Supporting the Arts in Western Massachusetts and Beyond

September 15, 2017

Working: A Musical

Opera House Players, Broadbrook, CT
through September 24, 2017
by Michael J. Moran

In his “Director’s Perspective” on the OHP’s powerhouse production of “Working,” John Pike recalls how moved he was when, as a college student in 1978, he saw the short-lived (three weeks) original Broadway version. With music and lyrics by Stephen Schwartz and five other composers and lyricists, the score of this “revusical” can sound a bit diffuse, but the 16 singing actors in Pike’s engaging cast invest it with unifying energy and commitment. While they perform most often as large and small ensembles, many are also featured as soloists in one or two numbers.

Angela Dias is a forceful schoolteacher in the Mary Rodgers/Susan Birkenhead song “Nobody Tells Me How.” “It’s an Art” becomes a star turn for Erica Romeo’s theatrical waitress. Eleven-year-old Sammi Choquette nearly steals the show in “Neat To Be a Newsgirl.” Dennis J. Scott and Brian Rucci are heartrending in the poignant “Fathers and Sons.” And the entire company are nervous wrecks in James Taylor’s manic “Traffic Jam.”

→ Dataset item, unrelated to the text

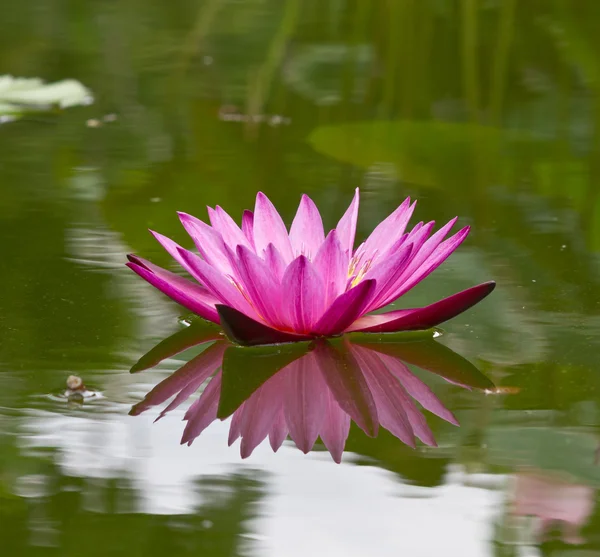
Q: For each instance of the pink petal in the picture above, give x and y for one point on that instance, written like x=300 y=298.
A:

The score is periodically updated to reflect the evolving workplace, and invites new contributions from colleagues. One of two recent additions by Lin-Manuel Miranda is “A Very Good Day,” touchingly rendered by Andrew D. Secker as an adult caretaker and Elizabeth Drevits Tomaszewski as a nanny. 

In spoken interludes between musical numbers, Melody Gravante-Gunnells is an exuberant dog walker (with a four-pronged leash and a chorus of grating yaps from sound designer Ron Schallack evoking the unseen canines), band guitarist Matt Patton wryly laments the hand-to-mouth lifestyle of a freelance musician, and Dias' world-weary publicist looks and sounds uncannily like Joan Rivers.

Versatile set design by Francisco Aguas enables quick and smooth transitions among a wide variety of settings. Resourceful choreography by Anna Marie Russell enlivens many scenes, especially the hilariously staged Micki Grant song “Cleanin’ Women."